19. Show cause notices, under challenge, are likewise illegal and infirm and tend to destroy the principle that 'Like should be treated alike'.

20. The respondents were thus unable to satisfy me about the legality and validity of the notices. In the face of decisions, as noted above, they realised that silence was gold and quashment of notices was inevitable.

21. Factual matrix, as projected herein, is identical to the one considered and examined in the aforesaid cases. I am satisfied that case on hand is squarely covered by the decisions rendered therein. Absent, manufacture process, the notices are insentient. The attempt of respondents is evidently inept and insipid. Precisely for this reason, the respondents, like Browning, as noted above, seemed to suggest 'I give the fight up, let there be an end.' On my consideration, I hold that erection of sheds did not amount to manufacture of goods or products, in terms of law and is only a fabrication activity-simpliciter and as such, petitioners are not violaters of law or evaders of duty as noticed. There is no new or distinct article.

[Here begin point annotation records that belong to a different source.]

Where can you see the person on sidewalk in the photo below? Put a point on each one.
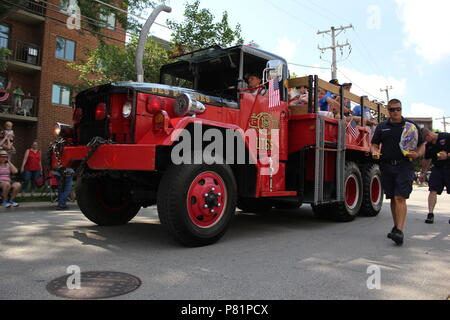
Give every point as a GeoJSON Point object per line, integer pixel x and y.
{"type": "Point", "coordinates": [31, 167]}
{"type": "Point", "coordinates": [65, 182]}
{"type": "Point", "coordinates": [438, 153]}
{"type": "Point", "coordinates": [397, 169]}
{"type": "Point", "coordinates": [9, 187]}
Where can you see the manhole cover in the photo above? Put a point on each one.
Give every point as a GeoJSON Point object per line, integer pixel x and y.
{"type": "Point", "coordinates": [95, 285]}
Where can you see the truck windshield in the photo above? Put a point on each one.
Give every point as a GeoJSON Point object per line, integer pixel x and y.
{"type": "Point", "coordinates": [216, 76]}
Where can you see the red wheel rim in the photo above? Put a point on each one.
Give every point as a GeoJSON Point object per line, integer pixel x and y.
{"type": "Point", "coordinates": [351, 192]}
{"type": "Point", "coordinates": [375, 190]}
{"type": "Point", "coordinates": [206, 199]}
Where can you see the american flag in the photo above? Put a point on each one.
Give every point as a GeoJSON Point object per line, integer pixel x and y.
{"type": "Point", "coordinates": [352, 128]}
{"type": "Point", "coordinates": [274, 93]}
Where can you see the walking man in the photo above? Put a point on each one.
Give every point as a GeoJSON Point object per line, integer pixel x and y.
{"type": "Point", "coordinates": [397, 170]}
{"type": "Point", "coordinates": [438, 153]}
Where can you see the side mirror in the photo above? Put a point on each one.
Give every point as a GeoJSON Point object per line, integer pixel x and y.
{"type": "Point", "coordinates": [274, 69]}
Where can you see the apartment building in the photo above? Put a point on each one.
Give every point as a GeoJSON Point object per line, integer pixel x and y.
{"type": "Point", "coordinates": [42, 45]}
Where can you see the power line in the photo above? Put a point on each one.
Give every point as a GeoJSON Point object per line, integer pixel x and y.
{"type": "Point", "coordinates": [290, 15]}
{"type": "Point", "coordinates": [334, 46]}
{"type": "Point", "coordinates": [444, 122]}
{"type": "Point", "coordinates": [365, 52]}
{"type": "Point", "coordinates": [65, 22]}
{"type": "Point", "coordinates": [129, 13]}
{"type": "Point", "coordinates": [96, 22]}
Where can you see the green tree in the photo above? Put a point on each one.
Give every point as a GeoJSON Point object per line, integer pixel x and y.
{"type": "Point", "coordinates": [109, 63]}
{"type": "Point", "coordinates": [198, 30]}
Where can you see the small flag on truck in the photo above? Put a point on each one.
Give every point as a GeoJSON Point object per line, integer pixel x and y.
{"type": "Point", "coordinates": [352, 128]}
{"type": "Point", "coordinates": [274, 93]}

22. Referring : [1961]41ITR191(SC) Calcutta Discount Co. Ltd. v. ITO and host of later decisions, the Supreme Court in : [1991]188ITR247(SC) (ITO v. Biju Patnaik) has held that 'conditions' precedent to the exercise of jurisdiction under relevant law should be shown to exist. Here condition, in the absence of manufacture of goods or production, is non-existent. Hence, there was no case or cause to issue notice and demand duty or impose penalty. Notices are thus liable to be in cinerated right at infant stage. Dr. Gunnar Myrdal lamented that the law-abiding citizens of Sweden were converted into law-avoiding people of excessive taxation. In 1979, Ireland abolished wealth-tax, Germany substantially lowered it USA cut capital gains tax and U.K. reduced its maximum rate of personal tax from 83 to 60 percent. In slashing taxes, India is demonstrably in excellent company. To maintain state of adherance to laws of taxation, it is essential both for feature and faith that correct interpretation is reached and citizens are not consigned to turmoil and not kept lugged into avoidable fight. It is not comforting either for honesty of tax-payers or for economic efficiency of nation to know what is right and still persist in doing what is wrong. Uncomplicated question deserves unmixed answer. Quashment is sought for freedom from quagmire. But why not retrace and retract ?

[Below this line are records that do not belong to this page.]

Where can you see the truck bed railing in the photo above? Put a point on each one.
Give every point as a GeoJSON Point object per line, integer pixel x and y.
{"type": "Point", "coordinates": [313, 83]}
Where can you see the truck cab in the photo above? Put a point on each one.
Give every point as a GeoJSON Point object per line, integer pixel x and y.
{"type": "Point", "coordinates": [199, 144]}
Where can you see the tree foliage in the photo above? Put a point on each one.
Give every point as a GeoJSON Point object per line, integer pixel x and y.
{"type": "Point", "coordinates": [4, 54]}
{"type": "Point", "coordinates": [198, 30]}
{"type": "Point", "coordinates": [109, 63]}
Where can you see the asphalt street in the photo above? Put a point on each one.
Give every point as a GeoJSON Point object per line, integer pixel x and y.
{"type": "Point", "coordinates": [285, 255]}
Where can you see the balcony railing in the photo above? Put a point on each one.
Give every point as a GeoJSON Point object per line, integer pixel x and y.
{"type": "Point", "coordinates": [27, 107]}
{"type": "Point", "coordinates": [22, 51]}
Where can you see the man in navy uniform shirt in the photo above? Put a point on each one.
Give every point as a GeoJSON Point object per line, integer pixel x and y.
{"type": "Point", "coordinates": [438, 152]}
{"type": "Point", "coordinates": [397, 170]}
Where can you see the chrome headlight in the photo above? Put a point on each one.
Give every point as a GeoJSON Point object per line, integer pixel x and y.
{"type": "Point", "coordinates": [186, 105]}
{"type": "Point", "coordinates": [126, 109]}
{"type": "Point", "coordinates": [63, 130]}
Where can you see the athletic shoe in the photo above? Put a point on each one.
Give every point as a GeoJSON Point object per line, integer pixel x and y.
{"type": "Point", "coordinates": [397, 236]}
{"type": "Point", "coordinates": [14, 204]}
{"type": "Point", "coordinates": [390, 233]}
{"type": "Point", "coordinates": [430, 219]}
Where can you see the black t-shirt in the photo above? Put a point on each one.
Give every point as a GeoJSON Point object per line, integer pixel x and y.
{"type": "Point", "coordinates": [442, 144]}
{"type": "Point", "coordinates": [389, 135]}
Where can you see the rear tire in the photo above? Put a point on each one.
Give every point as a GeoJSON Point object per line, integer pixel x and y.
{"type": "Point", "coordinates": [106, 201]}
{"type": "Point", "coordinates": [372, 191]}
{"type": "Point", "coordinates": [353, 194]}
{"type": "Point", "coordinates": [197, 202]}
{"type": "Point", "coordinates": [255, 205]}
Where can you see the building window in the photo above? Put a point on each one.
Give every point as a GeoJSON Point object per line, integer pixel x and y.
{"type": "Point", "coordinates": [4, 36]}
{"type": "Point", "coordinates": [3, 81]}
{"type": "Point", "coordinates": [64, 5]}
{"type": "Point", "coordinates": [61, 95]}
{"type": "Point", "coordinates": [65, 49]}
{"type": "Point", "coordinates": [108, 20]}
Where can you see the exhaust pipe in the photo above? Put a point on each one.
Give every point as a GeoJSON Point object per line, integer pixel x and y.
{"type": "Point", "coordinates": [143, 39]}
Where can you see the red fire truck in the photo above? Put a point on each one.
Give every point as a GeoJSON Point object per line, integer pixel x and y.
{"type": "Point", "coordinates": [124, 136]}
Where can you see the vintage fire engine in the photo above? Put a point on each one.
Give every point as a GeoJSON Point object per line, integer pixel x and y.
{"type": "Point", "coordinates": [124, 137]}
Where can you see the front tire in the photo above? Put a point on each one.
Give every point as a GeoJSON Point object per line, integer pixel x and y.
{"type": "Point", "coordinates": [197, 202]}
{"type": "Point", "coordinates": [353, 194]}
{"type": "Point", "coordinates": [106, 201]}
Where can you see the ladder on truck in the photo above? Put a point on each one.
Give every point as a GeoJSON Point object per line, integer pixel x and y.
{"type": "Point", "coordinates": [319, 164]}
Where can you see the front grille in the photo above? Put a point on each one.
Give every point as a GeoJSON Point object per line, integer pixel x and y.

23. Accordingly, I hold that demand proposed by show cause notices, is unpropitious on facts and untenable in law. The activity, ex facie of fabrication, cannot be branded as of process of manufacture of goods or products to put it under the umbrella of charging section. After all, law has to remain on talking terms with justice.

24. In the result, I find that the show cause notices demanding duty and penalty are without jurisdiction and deserve to be mortalised.

25. Ex-consequenti, I allow this as well as all the aforesaid writ petitions and quash the show cause notices : (Annexure A) in M.P. No. 779/89, (Annexure C) in M.P. No. 1350/88, (Annexure A) in M.P. No. 1101/88, (Annexure-A) in M.P. No. 933/90, (Annexure A) in M.P. No. 1076/90 and (Annexure A) in M.P. No. 932/90, demanding duty and penalty as being without authority of law and thus, being without jurisdiction.

26. In the circumstances of the case, I find it fit to leave the parties to bear their own costs of these petitions as incurred. Security cost shall be refunded to each petitioner after due verification.

27. A copy of this order shall be retained in the records of each of the aforesaid petitions.